You know they say you can't go back and change things thats happened even 5 seconds ago. But if I could I would suredly try to change a lot of things. They also say you have to live with the cards you are dealt. well if I had it my way, I'd ask for a new hand. Myself as well as countless on thousand upon thousand of people just here in the USA, just like myself, we weren't born on the other side of the tracks as to say, no silver spoon, no ira's, or college funds set aside. no we are the ones who have to fight for everything we got. Christianity in my house was nothing unless it was taking the church for everything they had and then when the well went dry, that's all you heard about church. I guess if it hadn't been for my late, late, grandmother, God rest her soul, I would have never graced the inside of a church building. And I praise the Lord for her.
They say that it's not good to look back on the past, but look to the future, but how can you look to the future when so much of your future is in the past. Growing up in the house I lived in was pure hectic to say at least. Like thousands of other young kids who had broken homes, life wasn't easy, especially when your mother remarrys a man she met in a beer dive. not to say that my real dad, which I never saw with my own eyes (and if I did was to young to remember), I've been told he was in no way a saint himself. Oh well maybe I will get to see him on the other side in new jerusalem, this is my hope and prayer. But as I look back I guess all the beating we endured made us better folk, I guess, I really can't tell.
But just to survive was not in itself easy, taking on different personalities, just to help us make through. we firmly believe that if God hadn't been there with us, we wouldn't be here today. The rule was, kids only spoke when spoken to, dare speak, get beat, then speak, get beat. what a win win situation huh ? Having your every move dictatated was grrrr. having no life was worse, But when Ive gone the last mile I know all will be well. to have to grow up the way we did as a child, and knowing that thousands upon thousands of others had it the same way makes one just break down and cry.

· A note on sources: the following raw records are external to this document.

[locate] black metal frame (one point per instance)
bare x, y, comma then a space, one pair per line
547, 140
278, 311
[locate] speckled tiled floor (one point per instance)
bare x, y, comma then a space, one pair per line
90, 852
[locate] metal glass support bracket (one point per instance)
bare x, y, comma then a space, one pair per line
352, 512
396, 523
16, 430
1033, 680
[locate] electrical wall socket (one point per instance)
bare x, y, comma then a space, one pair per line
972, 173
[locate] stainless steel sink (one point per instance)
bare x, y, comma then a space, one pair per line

It has taken many years for me to shed a tear for anything, or anyone and at times it's still tough to cry. When I lost my mother earlier this year, instead of crying, I felt thank goodness, this is over. Did I love my mom? yes. did I love my mom after all the abuse she and my stepdad put me through, yes but it was and still is tough.
Now that I look back at all the wasted years, what should have been and not should of been in my life, would I still change things? YES, I would. And the first thing would be, that the first time that I met Jesus Christ as my Lord and Saviour, I would have held onto Him for dear life. You see I wasted so many years of being a form of godliness, denyng the power thereof. I knew of Him, but really never knew Him. But now that I know Him and what He was and is capable of doing, I can no longer look back. For today the future is ahead of me. For all the mental, physical, and verbal abuse I grew up with, I have no one else to thank, but God the Father, who brought me through it all. As that old old song goes, I wouldn't take nothing for my journey now. By the help and grace of God I pray that my feet never again slip backwards but walketh forward from this day. That when I have gone the last mile of the way, Jesus will look at me and say these words, "enter in thy good and faithful servant".
Friends, you can make it the last mile of the way also, just trust in Him, Jesus.